My smile wilted. “No, I know, but there’s all these clues—”
“The. Book. Says,” he repeated, enunciating each word through clenched teeth.
I nodded, mute. I continued to read the forums and began to read between the lines, clues scattered like blue rose petals throughout the text. While I ached to have someone to discuss theories with, he was the only one I knew in real life who read the books and so I stayed silent.
Within six months I had broken up with him after realizing his refusal to even entertain a theory was merely one single banner in a field of red flags. After moving out of his place and into my own, one of the first things I did was go to the local Half-Price Books and buy my own set of George R. R. Martin’s books.
Then the waiting began.
Twelve years later and I’ve officially stopped waiting, my levels of patience waxing and waning with each rotation around the sun. The only difference is that this time I’m (not) waiting for The Winds of Winter, the anticipated sequel to his 2011 A Dance with Dragons.
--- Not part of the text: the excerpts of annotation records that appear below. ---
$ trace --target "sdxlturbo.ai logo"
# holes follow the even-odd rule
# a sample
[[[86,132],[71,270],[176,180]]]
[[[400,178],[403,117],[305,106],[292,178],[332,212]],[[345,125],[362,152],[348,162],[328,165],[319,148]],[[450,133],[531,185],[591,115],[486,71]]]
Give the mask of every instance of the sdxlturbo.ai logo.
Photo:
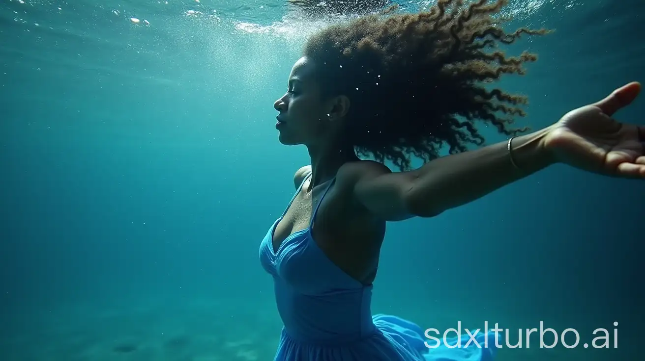
[[[505,344],[508,348],[528,348],[531,347],[531,334],[533,335],[533,339],[535,340],[535,337],[539,337],[540,348],[553,348],[558,344],[558,341],[562,344],[563,346],[566,348],[572,349],[578,347],[580,344],[580,333],[575,329],[573,328],[567,328],[562,331],[559,337],[558,335],[558,332],[552,328],[544,328],[544,322],[543,321],[540,321],[540,328],[527,328],[526,330],[523,329],[517,329],[517,331],[510,331],[509,329],[502,329],[499,328],[499,324],[497,322],[495,323],[495,328],[488,329],[488,321],[484,322],[484,329],[486,330],[484,332],[481,332],[481,329],[477,329],[473,331],[471,331],[468,329],[464,329],[466,332],[466,335],[462,333],[461,329],[461,321],[457,322],[457,328],[449,328],[446,329],[443,333],[443,337],[441,338],[435,337],[431,334],[434,334],[439,335],[440,334],[439,331],[436,328],[428,328],[426,330],[424,335],[426,337],[430,338],[434,341],[434,343],[430,343],[426,341],[424,343],[426,347],[428,348],[437,348],[443,344],[444,346],[448,348],[455,348],[455,347],[467,347],[475,346],[477,347],[484,347],[486,348],[489,346],[492,346],[497,348],[501,348],[503,347],[502,345],[500,344],[500,333],[503,333],[505,334]],[[618,322],[613,322],[613,326],[617,326]],[[455,336],[450,337],[450,333],[455,333]],[[512,335],[511,335],[512,333]],[[593,348],[600,349],[600,348],[609,348],[610,347],[610,331],[605,328],[597,328],[595,329],[592,335],[596,336],[591,340],[591,346]],[[618,347],[618,329],[614,328],[613,332],[613,348]],[[515,344],[511,344],[511,340],[510,340],[511,337],[515,338],[515,335],[517,335],[518,338],[515,341]],[[553,338],[553,341],[550,343],[547,343],[544,340],[544,337],[547,335],[551,335]],[[573,337],[573,341],[571,341],[571,338]],[[442,342],[442,341],[443,341]],[[490,345],[489,344],[490,343]],[[584,343],[582,347],[587,348],[590,346],[589,344]],[[535,346],[533,346],[535,347]]]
As each year passes without a release date and the trickle of information has slowed down to infrequent solitary droplets, I have become more and more convinced that Martin has no intention of ever finishing his grand opus. Back in 1991, when he first put pen to paper, I’m sure he had all the intention in the world. Of course, back in 1991, he also envisioned it as a trilogy. But as new characters were introduced, new plot lines explored, I imagine that the series just grew too unwieldy; an oversized dragon impossible to tame.
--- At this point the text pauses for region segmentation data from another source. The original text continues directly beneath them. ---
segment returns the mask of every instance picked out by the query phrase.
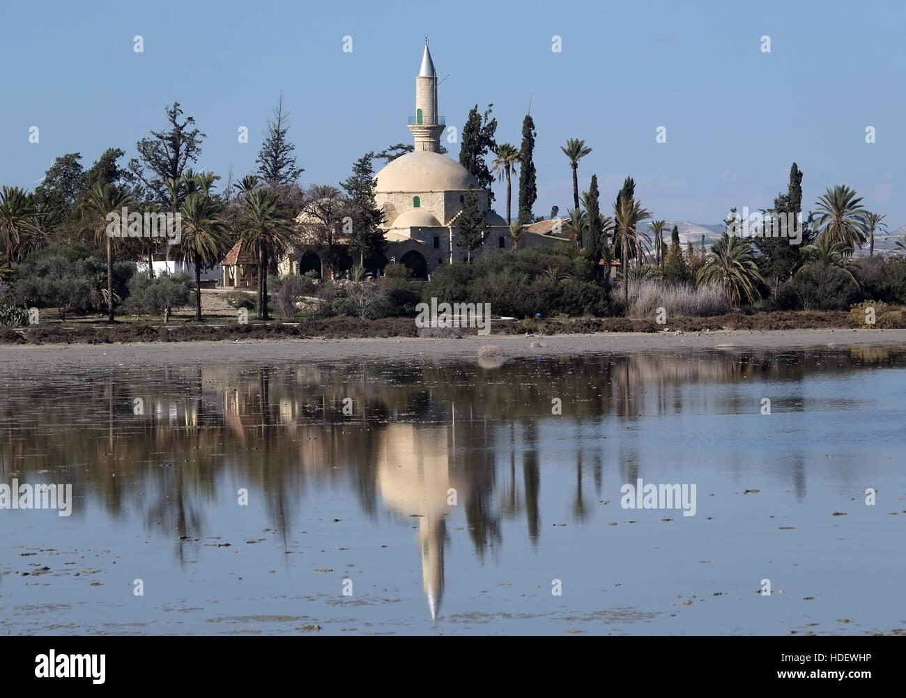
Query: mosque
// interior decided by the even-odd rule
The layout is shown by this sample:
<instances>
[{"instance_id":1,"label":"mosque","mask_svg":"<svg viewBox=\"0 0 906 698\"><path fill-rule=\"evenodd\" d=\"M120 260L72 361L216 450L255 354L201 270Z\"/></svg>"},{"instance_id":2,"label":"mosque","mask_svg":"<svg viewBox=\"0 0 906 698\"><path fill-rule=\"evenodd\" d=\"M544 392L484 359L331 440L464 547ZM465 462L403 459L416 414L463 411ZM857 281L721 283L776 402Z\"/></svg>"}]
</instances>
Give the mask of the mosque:
<instances>
[{"instance_id":1,"label":"mosque","mask_svg":"<svg viewBox=\"0 0 906 698\"><path fill-rule=\"evenodd\" d=\"M391 160L375 176L375 203L384 215L381 228L388 247L382 259L366 263L371 271L381 270L388 263L402 263L412 270L414 278L424 279L442 264L465 260L467 253L457 245L457 219L469 191L476 196L487 225L485 239L471 256L487 249L513 246L506 221L490 210L487 191L458 160L440 152L440 135L446 124L438 111L438 74L426 40L415 78L415 113L409 119L414 150ZM307 215L303 212L297 220L302 224ZM542 226L544 231L535 227L526 226L520 248L553 245L560 241L550 234L549 223ZM342 235L337 236L337 242L344 242ZM236 253L241 252L238 246L234 251ZM321 276L329 275L321 252L311 244L295 246L280 262L280 274L314 271ZM225 268L226 263L225 260ZM353 263L352 257L343 255L334 276L344 274ZM225 285L233 285L227 281L228 273L228 270L224 272Z\"/></svg>"}]
</instances>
So, I decided to stop waiting and I firmly believe it’s okay if George R. R. Martin never, ever finishes his series. After all, he doesn’t owe me anything. He doesn’t owe any of us anything.
2.
Neil Gaiman said it first:
George R. R. Martin is not your bitch.
Make no mistake, I sympathize with the frustration some readers feel. I’ve lost hours of my life to this series, first in the form of reading the books, then rereading them, then watching the television show. I’ve stalked his social media pages, including his blog, in the hopes of gleaning new information, a gust of hope regarding a release date. I’ve purchased the books, the DVD sets, and licensed merchandise.
But this is not a transactional relationship. There is no quid pro quo here. My giving George R.R. Martin money, my helping him achieve superstar status, does not earn me the right to dictate and demand when and how his next book should appear.
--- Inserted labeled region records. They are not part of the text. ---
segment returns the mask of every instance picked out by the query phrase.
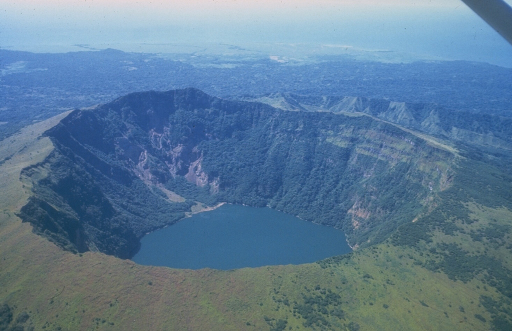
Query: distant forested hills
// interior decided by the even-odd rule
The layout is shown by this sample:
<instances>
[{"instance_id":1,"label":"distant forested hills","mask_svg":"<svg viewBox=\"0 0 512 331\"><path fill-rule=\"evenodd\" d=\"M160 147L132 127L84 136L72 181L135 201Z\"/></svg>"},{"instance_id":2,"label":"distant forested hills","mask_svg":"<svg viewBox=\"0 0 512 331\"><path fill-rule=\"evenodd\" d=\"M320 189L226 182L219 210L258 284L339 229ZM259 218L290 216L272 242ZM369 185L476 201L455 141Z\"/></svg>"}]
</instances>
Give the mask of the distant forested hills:
<instances>
[{"instance_id":1,"label":"distant forested hills","mask_svg":"<svg viewBox=\"0 0 512 331\"><path fill-rule=\"evenodd\" d=\"M134 91L191 86L232 99L275 93L359 97L437 104L449 113L512 117L510 69L464 61L385 63L335 56L307 60L280 63L261 55L164 56L112 49L65 54L0 50L0 122L9 123L0 125L0 137L64 110Z\"/></svg>"},{"instance_id":2,"label":"distant forested hills","mask_svg":"<svg viewBox=\"0 0 512 331\"><path fill-rule=\"evenodd\" d=\"M22 219L63 248L122 257L195 202L268 205L343 229L352 246L380 242L450 185L455 159L369 117L287 112L193 89L75 111L47 134L56 148L22 173L35 193ZM48 175L38 180L42 169ZM165 198L169 191L183 201Z\"/></svg>"}]
</instances>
Would I like GRRM to finish his series? Of course. But I am also a writer and I know that writing is hard work. It’s a job, and we all have days and weeks and months where we hate our job. We all wish we had the option to just quit and here is a man who has that luxury. Or maybe he grew bored, grew tired of attempting to train the dragons. Maybe he’s letting the television show do the work for him.
Or maybe, as my fiancé suggested to me the other night, he’s not announcing anything until both books are done: The Winds of Winter and A Dream of Spring. Maybe he’s tired of the pressure, tired of readers antagonizing him because he’s not a monkey capable of performing on command. Maybe he doesn’t want to deal with this all again and so he’s waiting until both manuscripts, the final volumes of his series, are safely in the hands of his publishers.
Or maybe…maybe it doesn’t really matter. Maybe he’s writing, maybe he’s not. Either way, I’ve stopped waiting. Not that I’ve stopped caring: on the contrary, these books continue to occupy space on my bookshelf. Like old friends, they have witnessed heartache and celebrations and have been shuttled from one apartment to another to another, across state lines as I made my way from Kentucky back to Ohio.
I am content with the series as it stands, the television show filling in gaps when it can. For me, it was never about the end. I started reading because a man I thought I loved recommended it to me. But I kept reading, and continue to read, because the magic of Martin’s world is breathtaking to behold.
And that magic exists regardless of whether or not he ever produces another book.